In this work we present the results of a narrative research in a socio-educational organization: La Choza de Trasmulas. This research is part of a broader project: "Ecologies of learning in multiple contexts: analysis of expanded education projects and conformation of citizenship" (ECOEC, EDU2014-51961-P, MEYC), carried out by 3 research groups: Procie, Educational Nodo and Icufop, belonging to REUNI + D (University Network of Research and Educational Innovation). These 3 groups belong to the universities of Malaga, Granada, Valladolid and Extremadura, in Spain. The ECOEC project analyzes 15 cases of formal, non-formal and informal education, understood as communities of practices, with the aim of analyzing emerging forms of learning and their impact on the construction of subjectivity and citizenship.
Trasmulas is a small village close to Granada in which the non-formal education association "Intercultural life" has its headquarter.

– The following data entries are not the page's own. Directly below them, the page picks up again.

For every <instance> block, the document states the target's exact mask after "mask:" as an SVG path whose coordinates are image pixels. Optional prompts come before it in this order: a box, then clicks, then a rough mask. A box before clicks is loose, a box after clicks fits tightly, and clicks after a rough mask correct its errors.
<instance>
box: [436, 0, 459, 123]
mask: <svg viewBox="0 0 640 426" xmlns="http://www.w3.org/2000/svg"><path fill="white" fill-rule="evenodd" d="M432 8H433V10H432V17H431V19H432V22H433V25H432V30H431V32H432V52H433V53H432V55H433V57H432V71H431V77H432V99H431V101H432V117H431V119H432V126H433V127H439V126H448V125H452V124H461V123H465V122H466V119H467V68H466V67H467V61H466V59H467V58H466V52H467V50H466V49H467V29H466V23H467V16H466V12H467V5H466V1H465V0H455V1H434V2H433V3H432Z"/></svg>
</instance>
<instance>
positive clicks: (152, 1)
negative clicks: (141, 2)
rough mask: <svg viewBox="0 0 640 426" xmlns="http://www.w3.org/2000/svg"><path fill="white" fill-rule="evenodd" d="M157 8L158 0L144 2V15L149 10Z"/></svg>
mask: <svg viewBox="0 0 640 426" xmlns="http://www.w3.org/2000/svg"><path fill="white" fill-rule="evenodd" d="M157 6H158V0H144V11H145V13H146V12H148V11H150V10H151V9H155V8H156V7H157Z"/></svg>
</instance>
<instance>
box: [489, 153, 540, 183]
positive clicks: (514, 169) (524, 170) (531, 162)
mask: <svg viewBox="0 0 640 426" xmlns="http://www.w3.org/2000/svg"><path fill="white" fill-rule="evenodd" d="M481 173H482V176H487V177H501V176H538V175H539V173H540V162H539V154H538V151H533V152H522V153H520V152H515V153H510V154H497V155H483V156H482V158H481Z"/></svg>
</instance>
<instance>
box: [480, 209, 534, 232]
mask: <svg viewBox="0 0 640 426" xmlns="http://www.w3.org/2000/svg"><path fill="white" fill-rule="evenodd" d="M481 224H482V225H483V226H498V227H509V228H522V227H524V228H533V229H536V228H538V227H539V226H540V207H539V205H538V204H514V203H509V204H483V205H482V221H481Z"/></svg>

This association, in collaboration with other organizations from different countries in Europe, promotes and carries out international non-formal education projects, linked to the village and their inhabitants. Many of its activities incorporate the people from the village and need their participation. These activities bring on the exchange, and are carried out in public spaces; thus they make visible the work in the rural environment. These projects are proposed as training actions for young people and as community services for eco-citizenship (Herrero, 2012). In this way, a practical community of shared learning is formed between the groups of young people in formation and the inhabitants of the town.
We understand the ecologies of learning (RODRIGUEZ E. and ANGUITA R. 2015) as the environments in which learning is related and connected with the contributions of participants and social interactions in a rhizomatic way. From this perspective we question the meaning of formal education in aspects such as: the limitations of spaces, times, rigid organizational modes, linear and systematized processes, etc. (Dussel, 2014ª, 2014b). In this study we seek to open a debate about how to build other collaborative learning processes that place formal, non-formal and informal education on the same plane. At the same time, we intend to link this learning with participatory methodologies, to rethink a curriculum relevant to the lives of young people and a education for committed citizenship. Informal daily environments, as pointed out by FREIRE (2008, 2012), COBO and MORAVEC (2011), take on an important educational role linked to the affective system that comes into play in personal construction. Currently we only can think about a change in education by considering the influence that the "other" learning environments have on the lives of young people. This is the case of informal and non-formal education that we spoke in this study. As WENGER (2001) points out, we learn in participatory communities of which we feel part, contributing and participating with an affective link.
The objectives are:
1.- To analyze the elements of transformation that arise among the young peoples participating in the projects of "Interculutral life", through narratives about the experience lived in non-formal education.
2.- To show evidences that make possible to reflect on educational processes and spaces that break the boundaries of the formal, non-formal and informal in youth education.
3.- To deep in participatory methodologies that connect with social problems, social justice, democracy, ecology and equality.